Decision Tree
1. Overview of Decision Tree
The decision tree is a type of supervised machine learning. It has a very early origin, conforms to intuition and is highly intuitive. It imitates the human decision-making process. It was widely applied in early artificial intelligence models. Nowadays, some ensemble learning algorithms based on decision trees are more commonly used. If we thoroughly understand the decision tree algorithm in this chapter, it will be of great help for us to learn ensemble learning later.
1.1 Example 1
We have the following data:
ID | Own Real Estate (Yes/No) | Marital Status [Single, Married, Divorced] | Annual Income (in Thousands of Yuan) | Unable to Repay Debt (Yes/No) |
---|---|---|---|---|
1 | Yes | Single | 125 | No |
2 | No | Married | 100 | No |
3 | No | Single | 70 | No |
4 | Yes | Married | 120 | No |
5 | No | Divorced | 95 | Yes |
6 | No | Married | 60 | No |
7 | Yes | Divorced | 220 | No |
8 | No | Single | 85 | Yes |
9 | No | Married | 75 | No |
10 | No | Single | 90 | Yes |
The above table records whether existing users can repay debts according to historical data, as well as related information. Based on this data, the constructed decision tree is as follows:
For example, if a new user comes: without real estate, single, with an annual income of 55K, then according to the above decision tree, it can be predicted that he cannot repay the debt (the blue dashed path). From the above decision tree, we can also know that whether a user owns real estate can greatly determine whether the user can repay the debt, which has guiding significance for the lending business.
1.2 Example 2
The girl's mother wants to introduce a blind date to her. When asked about the age, the mother says it's 24. Is he handsome? Quite handsome. Is his income high? He has a medium income. Is he a civil servant? The mother says yes. The girl: Okay, I'll go and meet him.

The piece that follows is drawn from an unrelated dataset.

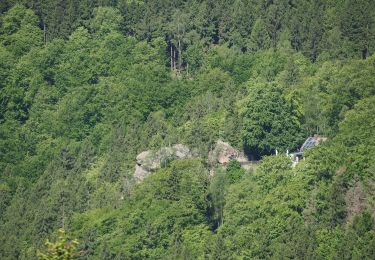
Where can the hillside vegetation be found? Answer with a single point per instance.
(85, 86)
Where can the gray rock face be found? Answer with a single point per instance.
(224, 152)
(149, 161)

Construct a decision tree according to the case:
Question: Is the picture a binary tree?
The decision tree is a standard binary tree, and each node has only two branches~
- In the above tree, the attributes are the green nodes (Age, Appearance, Income, Whether to Be a Civil Servant)
- The attributes are called data, generally represented by X.
- Corresponding to the attributes, the target values (the orange nodes) are generally represented by y.
- When constructing this tree, the sequence varies for each person, and with different standards, the tree structures are different.
- When a computer constructs a tree, the standards are consistent, and the constructed trees are the same.
1.3 Characteristics of the Decision Tree Algorithm
- It can handle nonlinear problems.
- It has strong interpretability, and there are no equation coefficients .
- The model is simple, and the model's prediction efficiency is high.
2. Usage of DecisionTreeClassifier
2.1 Introduction to the Example
Among them, s, m, and l represent small, medium, and large respectively.
Whether the account is real is related to the attributes: Log Density, Friend Density, and Whether to Use a Real Avatar~
2.2 Construct and Visualize the Decision Tree
Data Creation
import numpy as np
import pandas as pd
y = np.array(list('NYYYYYNYYN'))
print(y)
X = pd.DataFrame({'Log Density':list('sslmlmmlms'),
'Friend Density':list('slmmmlsmss'),
'Real Avatar':list('NYYYYNYYYY'),
'Real User':y})
X
Model Training (An error occurs because the data type is a string)
from sklearn.tree import DecisionTreeClassifier
model = DecisionTreeClassifier()
model.fit(X,y)
Data Modification (Use the map function to perform data conversion)
X['Log Density'] = X['Log Density'].map({'s':0,'m':1,'l':2})
X['Friend Density'] = X['Friend Density'].map({'s':0,'m':1,'l':2})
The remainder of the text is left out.